Veille juridique sociale FGT Mars 2018

Veille juridique sociale FGT Mars 2018

mars 2018

1) Une entreprise peut-elle être condamnée à payer des dommages et intérêts au titre d’un harcèlement moral alors que le présumé harceleur a été relaxé au pénal ?

C’est par l’affirmative qu’a répondu la Cour de Cassation dans 7 arrêts rendus le 6 décembre 2017 (n°16-10885, 16-10886, 16-10887, 16-10888, 16-10889, 16-10890, 16-10891).

En l’espèce, les salariés subissaient des souffrances au travail et avaient vu leur condition de travail se dégrader fortement par un directeur qui s’évertuait à manager par la peur.

Ce management se caractérisait par des «colères, irrespect, manque de considération, pressions psychologiques, hyper surveillance, humiliations du fait de réprimandes injustes ou vexatoires en public ou en situation d’isolement dans le bureau du directeur, de désorganisation de travail ou d’incitation à la délation et à des critiques forcées ou encore des pressions systématiques pour les plus vulnérables ».

Le management par la peur avait entraîné une vague de démissions, notamment de la part des salariés les plus anciens.

Ainsi, l’employeur a contesté la qualification de harcèlement moral lorsqu’il a été relaxé en se basant sur la règle « autorité de la chose jugée au pénal sur le civil » et en avait conclu qu’il n’y avait pas de  manquement à l’obligation de prévention des risques psycho-sociaux.

La Cour de cassation a alors retenu qu’il y avait dissociation entre harcèlement moral et prévention des risques psycho-sociaux et a condamné l’entreprise à payer à ses sept salariés entre 2000 à 6000 euros à chacun pour manquement à l’obligation de prévention des risques psycho-sociaux.
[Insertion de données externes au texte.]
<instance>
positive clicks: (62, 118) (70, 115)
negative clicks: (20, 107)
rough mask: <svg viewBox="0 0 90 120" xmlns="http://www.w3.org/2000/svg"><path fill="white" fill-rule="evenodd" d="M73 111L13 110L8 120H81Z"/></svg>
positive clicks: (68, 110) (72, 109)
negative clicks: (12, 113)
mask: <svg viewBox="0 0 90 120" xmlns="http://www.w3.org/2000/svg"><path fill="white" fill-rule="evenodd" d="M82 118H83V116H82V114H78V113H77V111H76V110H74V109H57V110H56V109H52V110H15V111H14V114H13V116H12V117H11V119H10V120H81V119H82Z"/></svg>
NB : Pour rappel, l’employeur est tenu d’assurer la sécurité et de protéger la santé physique et mentale des travailleurs (article L 4121-1 du code du travail).

 

2) Budget du comité d’entreprise :

L’assiette à retenir est la masse salariale brute constituée par l’ensemble des gains et rémunérations soumis à cotisations de sécurité sociale

Revirement de jurisprudence

(Cass. soc., 7 février 2018, n°16-16.086 et 16-24.331)

L’assiette des budgets du CE s’adapte aux nouvelles règles du CSE conformément à l’article   L 242-1 du code de la sécurité sociale.
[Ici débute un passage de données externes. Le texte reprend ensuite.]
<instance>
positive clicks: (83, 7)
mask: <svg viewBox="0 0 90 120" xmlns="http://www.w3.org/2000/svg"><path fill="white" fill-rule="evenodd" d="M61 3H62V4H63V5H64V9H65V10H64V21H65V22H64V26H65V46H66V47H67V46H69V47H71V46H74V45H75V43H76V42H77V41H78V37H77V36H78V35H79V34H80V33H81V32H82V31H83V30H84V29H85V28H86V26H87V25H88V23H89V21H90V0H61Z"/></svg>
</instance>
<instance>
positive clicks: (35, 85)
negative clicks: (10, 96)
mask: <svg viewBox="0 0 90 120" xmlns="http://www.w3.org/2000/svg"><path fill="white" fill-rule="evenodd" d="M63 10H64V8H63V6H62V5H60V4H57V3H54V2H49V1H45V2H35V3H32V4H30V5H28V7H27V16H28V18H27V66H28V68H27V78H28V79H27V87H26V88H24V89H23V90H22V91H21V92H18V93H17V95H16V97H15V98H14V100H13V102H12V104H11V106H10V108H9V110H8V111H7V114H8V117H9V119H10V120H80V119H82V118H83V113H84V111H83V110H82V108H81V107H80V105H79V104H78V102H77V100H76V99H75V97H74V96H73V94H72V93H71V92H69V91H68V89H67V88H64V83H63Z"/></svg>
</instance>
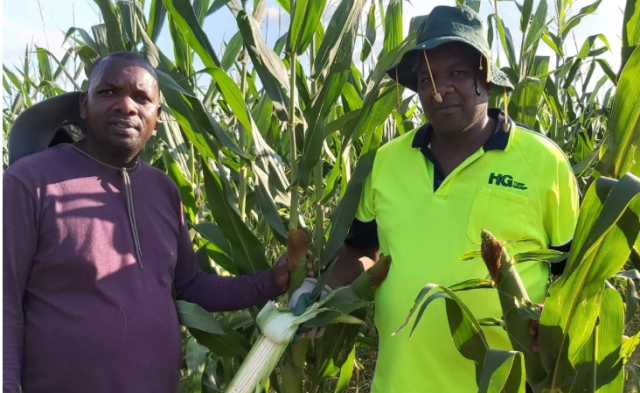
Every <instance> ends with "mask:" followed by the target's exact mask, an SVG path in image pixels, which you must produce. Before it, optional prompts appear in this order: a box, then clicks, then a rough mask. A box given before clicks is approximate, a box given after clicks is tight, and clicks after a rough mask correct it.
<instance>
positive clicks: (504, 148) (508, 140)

Les articles L 2312-83 et L 2315-61 du code du travail,  issus de l’ordonnance du n°2017-1386 du 22 septembre 2017 relative au CSE, trouvent à s’appliquer.
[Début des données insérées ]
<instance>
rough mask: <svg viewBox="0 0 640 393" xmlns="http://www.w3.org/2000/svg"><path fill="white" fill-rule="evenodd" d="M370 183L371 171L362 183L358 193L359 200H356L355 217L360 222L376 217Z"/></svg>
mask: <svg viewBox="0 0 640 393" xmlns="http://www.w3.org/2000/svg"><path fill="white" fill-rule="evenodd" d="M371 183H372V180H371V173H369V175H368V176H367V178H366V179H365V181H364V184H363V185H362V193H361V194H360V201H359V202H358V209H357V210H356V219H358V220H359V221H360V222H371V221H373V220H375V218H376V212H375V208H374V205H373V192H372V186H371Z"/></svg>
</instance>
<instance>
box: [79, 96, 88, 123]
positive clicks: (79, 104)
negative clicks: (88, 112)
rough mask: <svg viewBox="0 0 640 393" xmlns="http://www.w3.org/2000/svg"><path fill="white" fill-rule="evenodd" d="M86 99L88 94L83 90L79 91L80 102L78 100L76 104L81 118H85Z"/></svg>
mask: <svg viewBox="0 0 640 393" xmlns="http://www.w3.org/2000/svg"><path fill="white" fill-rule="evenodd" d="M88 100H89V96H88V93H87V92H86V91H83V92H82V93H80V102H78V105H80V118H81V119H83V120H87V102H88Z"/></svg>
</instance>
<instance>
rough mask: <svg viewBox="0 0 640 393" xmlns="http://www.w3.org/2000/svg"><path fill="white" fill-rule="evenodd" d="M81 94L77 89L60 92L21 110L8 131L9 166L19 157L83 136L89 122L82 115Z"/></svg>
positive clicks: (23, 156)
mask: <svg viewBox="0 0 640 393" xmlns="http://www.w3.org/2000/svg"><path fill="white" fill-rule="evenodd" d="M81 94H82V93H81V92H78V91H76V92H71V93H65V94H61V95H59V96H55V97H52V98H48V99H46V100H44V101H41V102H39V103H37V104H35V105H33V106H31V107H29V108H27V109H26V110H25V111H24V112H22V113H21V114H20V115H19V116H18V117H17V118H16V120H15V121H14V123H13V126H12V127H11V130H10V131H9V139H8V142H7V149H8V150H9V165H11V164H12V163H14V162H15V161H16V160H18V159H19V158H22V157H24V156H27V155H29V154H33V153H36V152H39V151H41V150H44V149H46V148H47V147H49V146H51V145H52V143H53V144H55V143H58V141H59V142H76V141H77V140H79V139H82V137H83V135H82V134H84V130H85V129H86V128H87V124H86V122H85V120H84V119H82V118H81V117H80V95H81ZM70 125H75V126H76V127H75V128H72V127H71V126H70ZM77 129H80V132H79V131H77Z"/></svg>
Pour rappel, la Cour de Cassation imposait comme assiette de calcul des deux budgets du comité d’entreprise le compte 641 du plan comptable général conformément à une position constante de l’administration depuis 1983 et plus récemment à une décision du 30 mars 2011 (Cass. Soc. n° 09-71438).

La Cour de Cassation avait exclu de l’assiette de calcul, la rémunération des dirigeants sociaux, les remboursements de frais, les sommes qui sont dues au titre de la rupture du contrat de travail (hormis les indemnités légales et conventionnelles de licenciement, de retraite et de préavis), et les indemnités transactionnelles et les indemnités spécifiques de la rupture conventionnelle (dans leur partie supérieure à celle correspondant aux indemnités légales et conventionnelles).

Désormais, par deux arrêts du 7 février 2018, la Cour de cassation retient comme assiette la masse salariale brute constituée par l’ensemble des gains et rémunérations soumis à cotisations sociales et exclut la rémunération des salariés mis à disposition de la masse salariale de l’entreprise d’accueil ainsi que les sommes issues de l’intéressement.

 

3) Représentativité dans l’entreprise

Cass. soc., 17 janvier 2018, n° 16-26.965

« la représentativité d'une union de syndicats pour la désignation d'un représentant syndical au comité central d'entreprise doit s'apprécier par rapport à l'ensemble du personnel de l'entreprise, sans qu'il soit nécessaire que cette union soit représentative dans tous les établissements de l'entreprise ».

Dans cette affaire, quatre comités d’établissement avaient obtenu respectivement 9,79 % (499 voix sur 5 099), 15,09 % (600 voix sur 3 976); 12,06 % (381 voix sur 3 160) et 0 (0 voix sur 621), soit un total de 1 480 voix sur 12 856 voix et un résultat électoral global de 11,51 %.

La Cour de Cassation a retenu le score de 11,51 %  à l’échelle de l’entreprise pour l’élection des délégués syndicaux centraux.